Ich rate dir davon ab einen Stör in einen Koi Teich zu setzen. Ein Stör benötigt ein eiweißhaltigeres Futter als Kois. Gehe davon aus, daß die Kois es schneller fressen als der Stör und fett werden.

 :!:


----------



## Teichforum.info (26. März 2006)

Hallo zusammen,

also ich halte drei Stoere in einem 40m³ Koiteich seit Jahren problemlos.

Die Koi bekommen ihr Schwimmfutter und der Stoer sein spezielles Sinkfutter, null Probleme !!!


----------



## Teichforum.info (26. März 2006)

Hallo Ralf,

Was machst du denn im Winter?
Da ich durchfüttere verwende ich Sinkfutter für Kois. Hier hättest du jetzt ein Problem, es sei denn du fütterst nicht durch.

Gruß kigoi


----------



## Teichforum.info (26. März 2006)

Auch ich fuetter das Jahr durch. Wenn sich die Koi dann im Winter mal das Stoerfutter schnappen, tut das aber der Sache keinen Abbruch.
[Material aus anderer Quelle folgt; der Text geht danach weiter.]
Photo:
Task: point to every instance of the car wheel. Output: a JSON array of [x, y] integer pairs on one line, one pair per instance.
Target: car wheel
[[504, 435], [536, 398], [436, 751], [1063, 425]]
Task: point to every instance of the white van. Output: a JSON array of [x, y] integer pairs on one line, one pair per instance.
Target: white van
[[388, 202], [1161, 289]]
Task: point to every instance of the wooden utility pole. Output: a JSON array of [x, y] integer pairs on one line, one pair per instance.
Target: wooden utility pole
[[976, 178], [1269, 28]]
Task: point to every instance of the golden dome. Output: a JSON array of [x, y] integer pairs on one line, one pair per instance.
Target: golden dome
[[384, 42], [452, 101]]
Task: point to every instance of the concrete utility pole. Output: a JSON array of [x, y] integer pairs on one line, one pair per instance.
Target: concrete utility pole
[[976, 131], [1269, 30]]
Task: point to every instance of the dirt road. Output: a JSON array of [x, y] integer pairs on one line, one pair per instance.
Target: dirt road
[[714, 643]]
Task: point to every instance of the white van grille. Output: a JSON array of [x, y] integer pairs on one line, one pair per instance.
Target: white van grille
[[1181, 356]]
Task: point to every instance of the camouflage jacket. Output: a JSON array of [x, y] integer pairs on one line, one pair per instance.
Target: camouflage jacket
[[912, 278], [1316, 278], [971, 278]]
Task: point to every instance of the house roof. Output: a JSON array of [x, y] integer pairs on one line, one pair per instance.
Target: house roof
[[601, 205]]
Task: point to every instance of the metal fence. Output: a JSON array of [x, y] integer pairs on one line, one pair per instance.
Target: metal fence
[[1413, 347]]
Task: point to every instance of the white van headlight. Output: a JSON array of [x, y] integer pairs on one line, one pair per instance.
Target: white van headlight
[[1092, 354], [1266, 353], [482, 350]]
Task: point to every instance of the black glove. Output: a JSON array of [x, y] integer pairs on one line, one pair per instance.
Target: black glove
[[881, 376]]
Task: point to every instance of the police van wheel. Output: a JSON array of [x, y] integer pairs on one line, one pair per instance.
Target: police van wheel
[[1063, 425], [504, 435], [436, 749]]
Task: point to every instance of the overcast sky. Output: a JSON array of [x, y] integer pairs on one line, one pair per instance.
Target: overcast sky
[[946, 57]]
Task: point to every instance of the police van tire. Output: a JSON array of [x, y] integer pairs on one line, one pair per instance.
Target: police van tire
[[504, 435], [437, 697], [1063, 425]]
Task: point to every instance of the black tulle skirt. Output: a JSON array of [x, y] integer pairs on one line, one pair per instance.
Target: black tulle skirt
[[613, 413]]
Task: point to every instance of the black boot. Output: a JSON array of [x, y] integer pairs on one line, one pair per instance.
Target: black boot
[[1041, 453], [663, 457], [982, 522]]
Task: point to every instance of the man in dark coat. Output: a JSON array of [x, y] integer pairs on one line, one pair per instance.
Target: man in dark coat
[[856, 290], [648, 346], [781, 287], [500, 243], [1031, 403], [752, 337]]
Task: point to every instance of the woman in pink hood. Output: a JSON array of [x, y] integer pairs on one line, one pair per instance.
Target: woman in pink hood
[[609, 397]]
Ein Problem sehe ich da nicht wirklich.


----------



## Teichforum.info (27. März 2006)

hallo kigoi,

störfutter hat in der regel 40-45 % eiweiß - ein gutes koifutter 35-45% eiweiß ....................

wenn koi störfutter fressen schadet dies in keinster weise !

und funktioniert in meinem teich seit 5jahren problemlos.


----------